Daily wordcount script · 3:57am Apr 4th, 2016
Disclaimer: This is mainly for me to keep this at hand and not lose it.
This is a small, simple script that registers the total wordcount in a determinate folder per day. The output format is a space-delimited CVS file:
64487 04/04/2016
The full script, which for now is a .bat file, is:
find [FOLDER] -name "*.txt" -print0 | wc -w --files0-from=- | gawk '{print $1}' | tail -n 1 >>data.txt
date /T | gawk '{print $2}'>>data.txt
paste -d " " - - < data.txt >>dataproc.txt
del data.txt
Which is a freaking mess but it works. It requires cygwin, but it works. For those who don't know, "|" allows you to execute multiple commands in tandem, often passing the output from one to the next.
The first comand, "find -name "*.txt" -print0" searches all the .txt files in a folder and its subfolders. By itself, it simply outputs a files list. " -print0 " loads said file list into a buffer.
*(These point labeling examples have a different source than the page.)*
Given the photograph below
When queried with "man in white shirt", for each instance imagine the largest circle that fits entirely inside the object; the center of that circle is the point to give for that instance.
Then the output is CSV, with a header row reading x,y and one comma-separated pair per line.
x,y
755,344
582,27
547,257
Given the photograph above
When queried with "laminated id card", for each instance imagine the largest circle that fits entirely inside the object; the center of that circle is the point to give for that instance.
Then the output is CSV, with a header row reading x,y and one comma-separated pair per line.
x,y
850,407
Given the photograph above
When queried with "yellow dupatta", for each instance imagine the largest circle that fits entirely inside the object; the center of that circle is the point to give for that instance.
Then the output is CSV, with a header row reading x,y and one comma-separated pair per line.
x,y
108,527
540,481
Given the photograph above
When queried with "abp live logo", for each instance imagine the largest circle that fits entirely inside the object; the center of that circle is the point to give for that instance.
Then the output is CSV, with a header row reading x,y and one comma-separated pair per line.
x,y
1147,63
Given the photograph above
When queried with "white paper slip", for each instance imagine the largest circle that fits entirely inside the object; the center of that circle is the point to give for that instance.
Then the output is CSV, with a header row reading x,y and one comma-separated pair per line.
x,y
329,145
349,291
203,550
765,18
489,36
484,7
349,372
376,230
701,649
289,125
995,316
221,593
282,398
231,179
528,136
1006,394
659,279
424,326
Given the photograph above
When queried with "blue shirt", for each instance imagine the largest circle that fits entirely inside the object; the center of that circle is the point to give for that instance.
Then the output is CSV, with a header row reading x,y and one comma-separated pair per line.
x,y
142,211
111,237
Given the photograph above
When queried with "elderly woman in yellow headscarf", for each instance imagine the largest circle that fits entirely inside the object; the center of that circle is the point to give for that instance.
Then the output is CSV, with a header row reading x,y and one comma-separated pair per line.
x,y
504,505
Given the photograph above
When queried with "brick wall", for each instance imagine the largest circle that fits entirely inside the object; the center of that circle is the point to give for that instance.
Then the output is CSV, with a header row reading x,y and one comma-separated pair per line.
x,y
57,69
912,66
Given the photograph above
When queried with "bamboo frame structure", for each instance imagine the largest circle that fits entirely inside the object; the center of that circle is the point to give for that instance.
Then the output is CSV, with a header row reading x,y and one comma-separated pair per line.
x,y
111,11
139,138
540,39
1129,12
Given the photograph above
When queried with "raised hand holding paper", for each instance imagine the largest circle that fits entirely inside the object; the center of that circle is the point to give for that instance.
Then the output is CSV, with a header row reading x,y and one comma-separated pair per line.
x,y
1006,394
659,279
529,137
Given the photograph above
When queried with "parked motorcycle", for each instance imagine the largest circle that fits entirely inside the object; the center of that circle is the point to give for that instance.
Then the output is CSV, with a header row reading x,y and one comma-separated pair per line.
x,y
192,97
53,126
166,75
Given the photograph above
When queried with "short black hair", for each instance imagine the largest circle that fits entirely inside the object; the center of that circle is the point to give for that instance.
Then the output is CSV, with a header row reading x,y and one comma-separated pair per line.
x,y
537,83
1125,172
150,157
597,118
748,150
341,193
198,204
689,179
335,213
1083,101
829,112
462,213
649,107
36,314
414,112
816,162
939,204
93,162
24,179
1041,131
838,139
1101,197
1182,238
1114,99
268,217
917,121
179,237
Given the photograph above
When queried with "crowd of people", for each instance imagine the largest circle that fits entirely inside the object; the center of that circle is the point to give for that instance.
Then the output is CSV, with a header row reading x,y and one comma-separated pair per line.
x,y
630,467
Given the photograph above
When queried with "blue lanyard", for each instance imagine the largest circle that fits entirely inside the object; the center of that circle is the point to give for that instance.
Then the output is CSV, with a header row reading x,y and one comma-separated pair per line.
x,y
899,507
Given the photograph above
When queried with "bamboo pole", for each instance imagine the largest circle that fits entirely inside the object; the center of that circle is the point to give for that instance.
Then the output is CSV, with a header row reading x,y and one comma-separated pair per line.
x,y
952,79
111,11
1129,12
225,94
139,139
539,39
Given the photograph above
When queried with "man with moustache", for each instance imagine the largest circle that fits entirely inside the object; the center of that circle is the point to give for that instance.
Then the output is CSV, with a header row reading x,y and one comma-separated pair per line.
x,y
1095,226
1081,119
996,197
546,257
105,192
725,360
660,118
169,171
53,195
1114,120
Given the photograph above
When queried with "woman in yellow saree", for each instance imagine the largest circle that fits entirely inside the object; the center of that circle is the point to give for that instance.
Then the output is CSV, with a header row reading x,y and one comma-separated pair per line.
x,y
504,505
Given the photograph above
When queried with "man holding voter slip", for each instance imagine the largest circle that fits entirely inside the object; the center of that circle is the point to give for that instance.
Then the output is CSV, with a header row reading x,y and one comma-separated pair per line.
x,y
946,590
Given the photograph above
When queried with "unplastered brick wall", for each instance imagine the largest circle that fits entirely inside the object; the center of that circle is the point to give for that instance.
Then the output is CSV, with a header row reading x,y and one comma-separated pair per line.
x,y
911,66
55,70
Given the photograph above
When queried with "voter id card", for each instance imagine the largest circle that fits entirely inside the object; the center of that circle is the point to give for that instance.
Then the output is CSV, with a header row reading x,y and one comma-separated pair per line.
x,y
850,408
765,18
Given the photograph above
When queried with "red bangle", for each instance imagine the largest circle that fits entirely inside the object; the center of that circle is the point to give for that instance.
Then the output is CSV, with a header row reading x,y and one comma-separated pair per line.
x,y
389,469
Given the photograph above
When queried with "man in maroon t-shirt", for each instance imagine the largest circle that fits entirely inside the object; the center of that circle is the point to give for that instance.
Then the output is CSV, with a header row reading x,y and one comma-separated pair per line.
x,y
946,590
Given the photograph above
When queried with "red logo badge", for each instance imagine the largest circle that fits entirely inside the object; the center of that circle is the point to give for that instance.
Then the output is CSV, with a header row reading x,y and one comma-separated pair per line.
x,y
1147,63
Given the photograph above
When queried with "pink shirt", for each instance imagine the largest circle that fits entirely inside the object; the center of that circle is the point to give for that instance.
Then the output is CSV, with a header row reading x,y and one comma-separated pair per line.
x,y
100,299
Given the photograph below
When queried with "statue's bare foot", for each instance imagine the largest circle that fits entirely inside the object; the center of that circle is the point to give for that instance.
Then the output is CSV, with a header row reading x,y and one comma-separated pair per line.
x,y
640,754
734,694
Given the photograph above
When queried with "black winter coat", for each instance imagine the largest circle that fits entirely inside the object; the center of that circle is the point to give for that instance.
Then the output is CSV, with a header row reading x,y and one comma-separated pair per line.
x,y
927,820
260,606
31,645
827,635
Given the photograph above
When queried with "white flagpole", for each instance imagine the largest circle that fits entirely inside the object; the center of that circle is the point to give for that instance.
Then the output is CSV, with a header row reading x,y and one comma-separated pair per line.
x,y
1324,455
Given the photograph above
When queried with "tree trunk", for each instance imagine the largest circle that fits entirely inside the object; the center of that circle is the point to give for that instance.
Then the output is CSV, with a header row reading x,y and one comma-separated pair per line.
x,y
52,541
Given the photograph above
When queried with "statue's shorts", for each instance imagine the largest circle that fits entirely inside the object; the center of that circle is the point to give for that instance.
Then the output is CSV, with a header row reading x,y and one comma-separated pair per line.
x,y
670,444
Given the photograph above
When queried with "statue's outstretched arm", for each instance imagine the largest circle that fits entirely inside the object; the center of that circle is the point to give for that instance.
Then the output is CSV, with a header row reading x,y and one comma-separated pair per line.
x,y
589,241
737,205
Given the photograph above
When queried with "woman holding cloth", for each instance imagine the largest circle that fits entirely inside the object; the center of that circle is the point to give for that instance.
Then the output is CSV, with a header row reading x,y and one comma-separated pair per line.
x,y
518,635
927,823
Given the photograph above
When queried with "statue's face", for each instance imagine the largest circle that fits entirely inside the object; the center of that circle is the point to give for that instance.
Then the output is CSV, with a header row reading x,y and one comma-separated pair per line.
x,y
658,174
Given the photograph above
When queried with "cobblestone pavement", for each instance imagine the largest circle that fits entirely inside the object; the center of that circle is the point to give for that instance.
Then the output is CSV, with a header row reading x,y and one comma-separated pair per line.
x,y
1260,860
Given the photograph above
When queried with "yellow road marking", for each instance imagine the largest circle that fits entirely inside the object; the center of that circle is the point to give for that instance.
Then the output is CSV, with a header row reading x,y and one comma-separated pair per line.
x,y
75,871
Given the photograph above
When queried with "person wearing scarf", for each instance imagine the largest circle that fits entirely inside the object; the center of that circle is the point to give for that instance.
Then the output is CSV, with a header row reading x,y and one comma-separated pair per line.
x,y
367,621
The second could be said to be the guts of the script: It checks all the files that "Find" loaded into the buffer ( --files0-from=- ) and counts how many words they have. Unfiltered, the output of this is rather messy and filled with information that isn't strictly necesary for the purposes of the script. Which is where
gawk '{print $1}' | tail -n 1
come into play.
Gawk prints out only the first column, and tail only the last line of the last column. The result is a nice, tiddy,
64487
But it lacks context. When did I have a total of 64487 words in my writing folder?
For that I use date /T:
Mon 04/04/2016
A bit of adjusting and gawk magic...
04/04/2016
Voila!
Now I have a text file that looks like
64487
04/04/2016
"Paste" first reads the file and then outputs a nicer version into dataproc.txt.
64487 04/04/2016
So I can just check the change in wordcount per day. This, however, has a few faults:
A) It only reads TXT files.
Reason: Good luck finding good comand line software to give a wordcount of odt, lyx, ltx, doc, docx, and who knows what other formats.
B) It doesn't care about words deleted or added, it just gives a plain number.
Reason: Good luck finding a program that actually registers the words you write/delete/edit per day. This is the less bad solution I have, sadly.
But I think that, overall, this works, if only in a pretty spartan way.